Row Alignment by DiffEngineX Alters Cell References of Differences in Workbook Copies
One of the principles of DiffEngineX is not to alter the workbooks being compared. It does however need to insert blank rows in order to align similar rows. Similar rows need to be aligned as they won't be recognized as identical if they have different Excel row numbers. This is why DiffEngineX automatically creates copies of your workbooks and compares those instead.
However the process of row alignment alters the workbook copies. Rows are shifted down and so each difference will have a different cell reference as compared to the original workbook. The difference report produced by DiffEngineX lists each pair of cell differences against their Excel cell reference.
It seems hardly fair to give a cell reference for a difference that refers to a temporary workbook (altered by blank row insertion) produced during the process of comparison instead of the real, unaltered originals.
The solution is that DiffEngineX gives cell references with respect to both the altered workbook copies and the unaltered originals. DiffEngineX provides an option to hyperlink each reported difference back to its corresponding spreadsheet cell.
A free 30 day trial of our software to find the differences between Excel spreadsheets is available.
Checking Use Alignment Plus on DiffEngineX's main user-interface changes from one row/column alignment algorithm to another.
When Align Rows is selected, blank rows are inserted into copies of your Excel spreadsheets in order to align similar rows. When the similarities are paired off with the same row numbers, the minimum number of differences can then be reported. If you have imported database rows in Excel, make sure you use Excel to sort the worksheets first (then Save them from the File menu) before using DiffEngineX to compare them. This is because DiffEngineX will not re-order rows in order to match them up.
What is the difference between the two different row alignment algorithms?
before_a.xlsx and before_b.xlsx show two sheets before row alignment. We can see both contain "Bob" and "Stuart" rows. The row in between them differs.

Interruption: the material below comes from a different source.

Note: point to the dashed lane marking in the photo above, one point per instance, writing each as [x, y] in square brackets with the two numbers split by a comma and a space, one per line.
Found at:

Use Alignment Plus Is Unchecked
rowalign_a.xlsx and rowalign_b.xlsx show the results of row alignment when Use Alignment Plus is unchecked. DiffEngineX has inserted a blank, yellow row in order to align the "Bob" and "Stuart" rows. The two different rows ("Robin" and "Peter") both end up in row 3 and have been colored because they are different. DiffEngineX has done its job: it has aligned similarities and reported the minimum number of differences.
Use Alignment Plus Is Checked
For those interested in database data, there is the desire that unmatched rows ("Robin" and "Peter") don't end up with the same rows numbers i.e. "Robin" is paired against a blank row in the sheet it is compared against and vice-versa for "Peter". Checking Use Alignment Plus ensures these results are obtained. We can see "Robin" is colored red for a deleted row and "Peter" is colored green for a newly added row in rowalign_plus_a.xlsx and rowalign_plus_b.xlsx.
To summarize, Align Rows aligns similar rows. When Use Alignment Plus is checked, unmatched rows are explicitly paired with blank rows.